As she fell to the concrete floor, open-mouthed in the plaster that she’d dug out, she tried to crawl along the ground. Grabbing anything she could reach. Her attacker sat on her back, splaying her flat as her head pounded. Her aggressor leaned over and moved the stray hairs away from her ears and whispered, ‘Nadia, you know that secrets have to come out, right? Billie’s have and now it’s your turn.’ Her attacker had to mean the knife. The one she’d failed to find.

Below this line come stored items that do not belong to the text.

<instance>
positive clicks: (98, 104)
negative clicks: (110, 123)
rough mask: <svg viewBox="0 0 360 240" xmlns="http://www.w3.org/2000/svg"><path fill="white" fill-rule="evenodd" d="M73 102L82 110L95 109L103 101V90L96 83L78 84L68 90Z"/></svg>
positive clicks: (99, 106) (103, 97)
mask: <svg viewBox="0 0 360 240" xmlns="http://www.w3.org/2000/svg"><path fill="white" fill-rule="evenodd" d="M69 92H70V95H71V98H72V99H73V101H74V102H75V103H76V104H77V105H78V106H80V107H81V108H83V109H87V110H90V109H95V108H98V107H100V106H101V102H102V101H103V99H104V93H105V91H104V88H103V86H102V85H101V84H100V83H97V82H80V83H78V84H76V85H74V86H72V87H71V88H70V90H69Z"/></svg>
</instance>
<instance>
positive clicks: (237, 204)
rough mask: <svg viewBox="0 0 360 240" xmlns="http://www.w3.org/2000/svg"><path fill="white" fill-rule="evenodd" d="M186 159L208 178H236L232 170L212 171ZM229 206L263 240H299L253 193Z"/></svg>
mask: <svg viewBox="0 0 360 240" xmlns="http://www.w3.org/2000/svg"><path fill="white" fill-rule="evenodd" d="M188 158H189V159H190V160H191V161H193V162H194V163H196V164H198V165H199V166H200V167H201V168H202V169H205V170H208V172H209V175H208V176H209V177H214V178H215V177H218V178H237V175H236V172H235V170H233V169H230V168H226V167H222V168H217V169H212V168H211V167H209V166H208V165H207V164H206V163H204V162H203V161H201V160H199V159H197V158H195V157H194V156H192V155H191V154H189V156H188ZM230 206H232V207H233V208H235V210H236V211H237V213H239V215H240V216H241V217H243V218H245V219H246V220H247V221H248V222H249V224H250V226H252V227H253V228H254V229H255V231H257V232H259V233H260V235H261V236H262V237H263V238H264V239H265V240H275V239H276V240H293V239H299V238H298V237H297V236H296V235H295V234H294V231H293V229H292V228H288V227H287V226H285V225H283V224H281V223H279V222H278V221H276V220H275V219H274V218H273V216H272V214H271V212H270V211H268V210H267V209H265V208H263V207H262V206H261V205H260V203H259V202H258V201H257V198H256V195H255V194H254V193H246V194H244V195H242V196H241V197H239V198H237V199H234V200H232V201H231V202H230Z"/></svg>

‘Please, don’t hurt me.’ She knew exactly who that voice belonged to, but her strength had gone with that hard blow. She knew she needed to get up and try anything to stop what was happening, but she had no fight in her. That blow had taken her completely off guard. All she could do was think of William as another sickening blow came. The light of the doorway faded to black, and she wept as she thought of her little boy. They came for Billie, now they’d come for her.
THIRTY-THREE
Gina stood at the head of the incident room in front of the boards as she tied up their afternoon briefing. ‘I’ve heard back from O’Connor who is still in attendance at the post-mortem. Nothing further to add that will help our case. Nothing good has come of the CCTV footage outside the library but it barely covered the one path. We know we are still looking for the murder weapon and no searches have turned it up yet, which means it’s still out there. All units are still on the lookout for Shaun Brock. He is currently our prime suspect and there is a warrant out for his arrest. Anything else?’